Monte-Carlo seems more akin to how humans play games.
Alpha-Beta pruning is the classical computer science algorithm, easier to understand, describe, and analyze... but very inhuman. Its an exhaustive search, like a breadth-first search.
Monte-Carlo has a lot of variations. Classically, the original MCTS algorithms for Go would play all the way to the end of a game before searching other parts of the tree. In effect, its a depth-first search, you play until you make a conclusion (potentially a "bad" conclusion). The reasoning is simple: on the average, a lot of "samples" of playthroughs will lead to a better estimate for win/loss probability. Think of it as a random-sample of the win/loss potential of a move.
EDIT: Cleaned up the above paragraph.
MCTS implemented by AlphaZero is different however. It uses a neural-net to find "interesting" positions to guide the search, and the same neural net also evaluates the position (who is winning or losing). It seems like a very good way to have a single neural network mostly perform double-duty (aside from the two output nodes). Most of the input layers / early hidden-layers can be "recycled" between the "explore" function and the "evaluation" function.
EDIT: I don't know how AlphaZero gets its "exploration" network trained up however. Its possible that the original randomized MCTS algorithm (search randomly... which btw, performs way better than you'd expect...) might be used to "bootstrap" the exploration weights.
So MCTS just naturally works with neural nets very well.
> Its an exhaustive search, like a breadth-first search.
It's actually neither of those.
An exhaustive search would definitely not be able to search as deeply as state of the art alpha-beta chess engines can. There's a lot of pruning going on.
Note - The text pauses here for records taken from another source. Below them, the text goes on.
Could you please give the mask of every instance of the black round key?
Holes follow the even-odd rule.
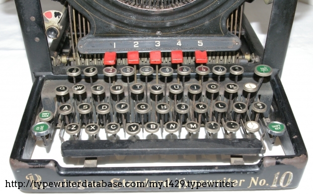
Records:
[[[200,125],[197,122],[191,121],[186,123],[185,128],[190,133],[196,133],[200,130]]]
[[[85,127],[85,132],[88,135],[93,135],[99,133],[100,126],[96,123],[90,123]]]
[[[227,84],[225,85],[225,91],[230,93],[235,93],[239,90],[239,86],[236,84]]]
[[[156,110],[160,114],[168,113],[170,110],[169,105],[166,103],[160,103],[156,105]]]
[[[188,87],[188,91],[191,94],[196,95],[202,92],[202,87],[198,84],[190,84]]]
[[[86,87],[82,84],[78,84],[72,87],[73,93],[77,95],[81,95],[86,92]]]
[[[239,130],[239,124],[235,121],[229,121],[225,123],[224,125],[224,129],[228,131],[235,132]]]
[[[120,113],[124,113],[129,111],[130,109],[129,105],[126,102],[119,102],[115,104],[116,112]]]
[[[218,101],[214,103],[214,110],[218,112],[224,112],[228,109],[228,105],[222,101]]]
[[[140,114],[148,113],[150,110],[150,105],[147,103],[138,103],[135,107],[136,111]]]
[[[153,74],[154,70],[152,67],[145,66],[139,69],[139,72],[143,76],[148,76]]]
[[[93,85],[91,87],[91,93],[94,95],[100,95],[104,93],[105,88],[101,85]]]
[[[108,123],[105,125],[104,129],[107,133],[115,134],[120,131],[120,127],[118,123]]]
[[[243,102],[237,102],[233,104],[233,110],[236,113],[242,113],[246,112],[248,106]]]
[[[181,66],[177,69],[177,74],[182,76],[187,76],[191,73],[191,69],[189,67]]]
[[[87,67],[83,70],[83,75],[88,77],[93,76],[97,73],[98,70],[94,67]]]
[[[58,112],[63,115],[71,114],[73,111],[73,107],[70,104],[62,104],[58,107]]]
[[[80,114],[88,114],[92,110],[92,106],[88,103],[82,103],[78,104],[77,110]]]
[[[163,76],[170,76],[173,75],[173,68],[169,67],[163,67],[159,69],[160,74]]]
[[[138,123],[130,123],[126,127],[126,133],[130,135],[136,135],[140,132],[140,125]]]
[[[205,103],[198,102],[195,104],[194,110],[195,111],[198,113],[204,113],[208,111],[209,107],[208,105]]]
[[[98,114],[105,114],[110,112],[111,105],[106,103],[101,103],[96,107],[96,111]]]
[[[186,114],[189,111],[189,106],[185,103],[179,103],[176,104],[175,110],[180,114]]]
[[[178,131],[179,129],[179,125],[176,122],[170,121],[167,122],[165,124],[165,130],[169,133],[174,133]]]
[[[164,92],[164,88],[160,84],[154,84],[150,87],[150,92],[155,95],[159,95]]]
[[[206,89],[210,93],[216,93],[220,92],[220,85],[215,83],[207,84]]]
[[[56,95],[58,96],[64,96],[69,94],[69,88],[65,86],[58,86],[55,89]]]
[[[156,133],[160,128],[158,123],[155,122],[149,122],[145,125],[145,130],[150,133]]]
[[[124,92],[124,86],[119,84],[113,85],[110,88],[111,93],[114,95],[119,95]]]
[[[173,84],[169,86],[169,92],[175,95],[183,92],[184,89],[182,86],[178,84]]]
[[[80,75],[80,68],[79,67],[70,67],[67,70],[66,74],[69,76],[75,77]]]
[[[218,76],[222,76],[226,74],[226,68],[223,66],[218,65],[213,67],[213,68],[212,69],[212,72],[213,72],[214,74]]]
[[[132,93],[139,95],[145,91],[145,86],[141,84],[134,84],[131,87],[130,90]]]
[[[103,75],[107,77],[113,77],[116,75],[117,71],[114,67],[107,67],[103,69]]]
[[[121,74],[124,76],[130,76],[135,74],[135,69],[133,67],[124,67],[121,69]]]
[[[234,65],[234,66],[231,67],[231,68],[230,69],[230,72],[232,74],[235,75],[236,76],[242,74],[243,72],[243,68],[241,66],[239,66],[239,65]]]
[[[252,110],[257,113],[264,112],[266,111],[267,106],[263,102],[257,101],[252,104]]]
[[[80,126],[77,123],[70,123],[65,127],[65,131],[69,135],[75,135],[80,131]]]
[[[221,126],[216,122],[211,121],[205,124],[205,130],[211,133],[216,133],[220,130]]]

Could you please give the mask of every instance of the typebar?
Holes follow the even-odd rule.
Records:
[[[257,139],[173,139],[66,141],[63,157],[95,157],[112,155],[257,154]]]

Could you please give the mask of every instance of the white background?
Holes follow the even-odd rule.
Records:
[[[44,1],[51,3],[49,0]],[[43,5],[43,10],[53,9],[49,6]],[[265,5],[262,0],[256,0],[245,6],[245,12],[263,45],[271,9],[271,5]],[[14,180],[9,166],[9,158],[32,86],[32,81],[14,1],[0,4],[0,18],[2,18],[0,20],[0,128],[2,131],[0,135],[0,189],[4,193],[20,193],[15,188],[5,188],[5,180]],[[310,124],[313,111],[313,6],[298,3],[282,78],[309,154],[312,153],[313,142],[313,125]],[[267,193],[300,193],[310,191],[313,184],[311,161],[309,160],[298,188],[267,191]],[[236,192],[241,194],[249,192]],[[260,193],[264,191],[254,192]]]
Minimax search (with or without alpha beta pruning) is depth-first search, not breadth-first. Iterative deepening means that you start with a low depth search and progressively increase depth, using the results from the previous depth to do move ordering which increases the efficiency of pruning.
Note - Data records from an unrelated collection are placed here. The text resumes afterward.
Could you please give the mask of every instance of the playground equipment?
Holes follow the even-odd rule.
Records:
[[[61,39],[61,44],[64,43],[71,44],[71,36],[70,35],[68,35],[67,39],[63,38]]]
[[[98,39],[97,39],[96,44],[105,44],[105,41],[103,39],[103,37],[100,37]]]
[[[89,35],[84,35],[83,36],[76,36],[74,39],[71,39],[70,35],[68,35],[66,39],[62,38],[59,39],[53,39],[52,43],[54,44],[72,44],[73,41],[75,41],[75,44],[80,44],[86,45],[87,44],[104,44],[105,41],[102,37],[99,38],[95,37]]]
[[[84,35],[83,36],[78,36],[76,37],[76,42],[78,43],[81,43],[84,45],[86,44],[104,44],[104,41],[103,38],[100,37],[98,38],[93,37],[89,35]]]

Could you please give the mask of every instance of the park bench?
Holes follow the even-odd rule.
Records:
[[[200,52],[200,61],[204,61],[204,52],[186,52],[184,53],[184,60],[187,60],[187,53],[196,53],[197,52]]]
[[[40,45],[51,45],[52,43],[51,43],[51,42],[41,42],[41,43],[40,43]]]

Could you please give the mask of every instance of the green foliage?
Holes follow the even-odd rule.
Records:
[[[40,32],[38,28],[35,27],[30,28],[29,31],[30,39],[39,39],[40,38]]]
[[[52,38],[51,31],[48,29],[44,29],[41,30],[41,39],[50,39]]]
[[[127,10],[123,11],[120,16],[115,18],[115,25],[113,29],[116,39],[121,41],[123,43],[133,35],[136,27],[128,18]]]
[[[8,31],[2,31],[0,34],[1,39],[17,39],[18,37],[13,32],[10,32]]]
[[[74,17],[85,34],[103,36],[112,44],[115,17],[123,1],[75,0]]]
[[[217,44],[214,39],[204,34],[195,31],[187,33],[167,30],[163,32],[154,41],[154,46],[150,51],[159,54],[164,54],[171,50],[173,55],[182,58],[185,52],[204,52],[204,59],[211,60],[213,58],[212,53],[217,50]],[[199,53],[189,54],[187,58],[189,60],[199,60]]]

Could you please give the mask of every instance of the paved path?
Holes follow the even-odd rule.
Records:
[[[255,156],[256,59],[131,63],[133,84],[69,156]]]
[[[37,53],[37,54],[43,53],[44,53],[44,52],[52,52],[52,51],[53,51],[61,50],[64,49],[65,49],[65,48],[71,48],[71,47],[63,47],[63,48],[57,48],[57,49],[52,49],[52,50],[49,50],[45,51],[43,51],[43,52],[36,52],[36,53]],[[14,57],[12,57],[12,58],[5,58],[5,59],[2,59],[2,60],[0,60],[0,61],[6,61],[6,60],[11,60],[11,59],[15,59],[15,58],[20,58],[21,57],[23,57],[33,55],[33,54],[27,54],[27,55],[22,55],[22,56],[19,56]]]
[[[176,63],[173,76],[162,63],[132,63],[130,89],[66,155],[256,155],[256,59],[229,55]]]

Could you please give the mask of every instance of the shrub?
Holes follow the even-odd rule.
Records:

The pruning in Alpha-beta is very much a heuristic that is applied on top of the template. For example, Stockfish may recognize that some moves are "forced" and will iterate a specific variation deeper.
Nonetheless, the classical chess search algorithm is exhaustive. Breadth-first search with Alpha-Beta pruning is how it is taught at universities. Stockfish uses iterated deepening as you've said, but that's very similar to Breadth-first search.
Stockfish is also multithreaded and got a hash-table to remember previously searched positions (even positions from "another" branch of the tree).
I think my point is that Quiescence search is an explicitly programmed feature of Stockfish. Under certain conditions, Stockfish will search deeper (but not all conditions).
MCTS on the other hand is almost ENTIRELY a quiescence search. MCTS analyzes "deeper" positions, while Stockfish analyzes more exhaustively.
------
And again: classical MCTS (probably not AlphaZero) will keep going until it evaluates a position as "win", "loss", or "draw". It will NOT return until it gets that kind of evaluation.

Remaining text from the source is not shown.